A inclusão de Terry (Fatal Fury) e de Kazuya (Tekken) mostrou que Smash não pretendia apenas trazer os preferidos do público, mas que estava comprometido com homenagear o universo dos videogames. Sendo um jogo de luta (embora a classificação não seja unívoca), Smash prestava respeito aos principais jogos do gênero. Em vez de subir sobre o ombro de gigantes, escolheu convidá-los para a festa. E que festa!
Nunca antes e nunca mais

Smash Ultimate não precisava de mais nada para ser o jogo de luta mais vendido da história e o maior crossover, não apenas dos games, mas de qualquer mídia. Nunca tantos personagens de universos distintos se juntaram em uma única obra, e provavelmente será difícil superá-lo. Mas dois anúncios ajudaram a selar a imagem de que tudo era possível.
Quando Steve/Alex (Minecraft) foram anunciados em outubro de 2020, em meio à pior crise sanitária em 100 anos, a internet sofreu uma avalanche. O anúncio tirou o Twitter do ar por alguns minutos e nenhuma boca se manteve fechada. Eu mesmo não tinha nenhum apego pelo personagem, não sei se por uma questão de gosto pessoal ou de geração, mas nunca consegui ficar frente a frente com Minecraft por mais de 15 minutos. Ainda assim, tinha a absoluta noção de sua importância para a história dos videogames e para dezenas de milhões de pessoas. Sempre vou lembrar da gargalhada que dei ao ver aquela cena absurda e da alegria (dos outros) que me contagiou completamente.
Há poucos dias, o último personagem foi anunciado. A proximidade do fim trazia um sentimento agridoce: que alegria poder ter vivido todo esse processo, ter me envolvido nas especulações e ter imaginado movesets para os personagens mais obscuros que conhecia. A cada vez que jogava um jogo novo, pensava como seria traduzir aquela experiência para Smash, com respeito ao material original e criatividade. Havia também alguma tristeza por chegar ao fim desse ciclo.
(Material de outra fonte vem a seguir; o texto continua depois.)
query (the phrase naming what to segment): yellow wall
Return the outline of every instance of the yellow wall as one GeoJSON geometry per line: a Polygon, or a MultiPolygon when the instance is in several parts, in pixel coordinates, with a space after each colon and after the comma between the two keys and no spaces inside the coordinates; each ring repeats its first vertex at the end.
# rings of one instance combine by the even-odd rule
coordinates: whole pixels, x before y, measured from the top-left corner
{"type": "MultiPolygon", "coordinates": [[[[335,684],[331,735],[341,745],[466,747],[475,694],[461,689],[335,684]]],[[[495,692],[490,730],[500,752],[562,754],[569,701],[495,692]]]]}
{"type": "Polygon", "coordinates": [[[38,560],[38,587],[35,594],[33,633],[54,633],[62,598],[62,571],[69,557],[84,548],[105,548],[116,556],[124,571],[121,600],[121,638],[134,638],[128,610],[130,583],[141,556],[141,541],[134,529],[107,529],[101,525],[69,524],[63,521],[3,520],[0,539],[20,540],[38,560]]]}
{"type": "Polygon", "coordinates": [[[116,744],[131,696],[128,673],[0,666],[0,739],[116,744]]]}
No início do trailer do último personagem, percebi o clima de encerramento, de fim de uma das melhores festas possíveis: a chama de Smash se apagava e os personagens voltavam a ser apenas bonecos. Mas eis que Mario acorda e vê surgir uma chave que permite a entrada de Sora (Kindom Hearts). Flutuando pelo ar, apropriadamente como um aprendiz de feiticeiro, ele nos enche de esperança e dá nova vida àquele mundo maravilhoso.

Se eu voltasse no tempo e contasse para mim mesmo, criança, que seria possível para Mario e Mega Man enfrentar Pikachu e Sonic no castelo de Castlevania, não sei se acreditaria. Provavelmente não, mas isso não me impediria de brincar na imaginação com todas as possibilidades dessa ideia absurda. E, na verdade, é sobre isso que Smash Bros se trata. Na primeira cena, lá no Nintendo 64, vemos que aquelas lutas só acontecem porque o jogador é capaz de imaginá-las, dando vida a cada um dos bonecos. Hoje essa imaginação é tão real que parece mentira.
Super Smash Bros Ultimate é um marco indiscutível e é uma honra poder acompanhar tudo isso. Ainda vou continuar jogando Smash por alguns anos. Gosto de me dedicar um pouco a cada lutador, conhecer suas habilidades, forças e fraquezas. Gosto de aprender com eles sobre jogos que nunca joguei, visitar outros mundos, lembrar de outros tempos. Mesmo daqui a muitos anos, sei que voltar para ele é algo que sempre me fará sorrir.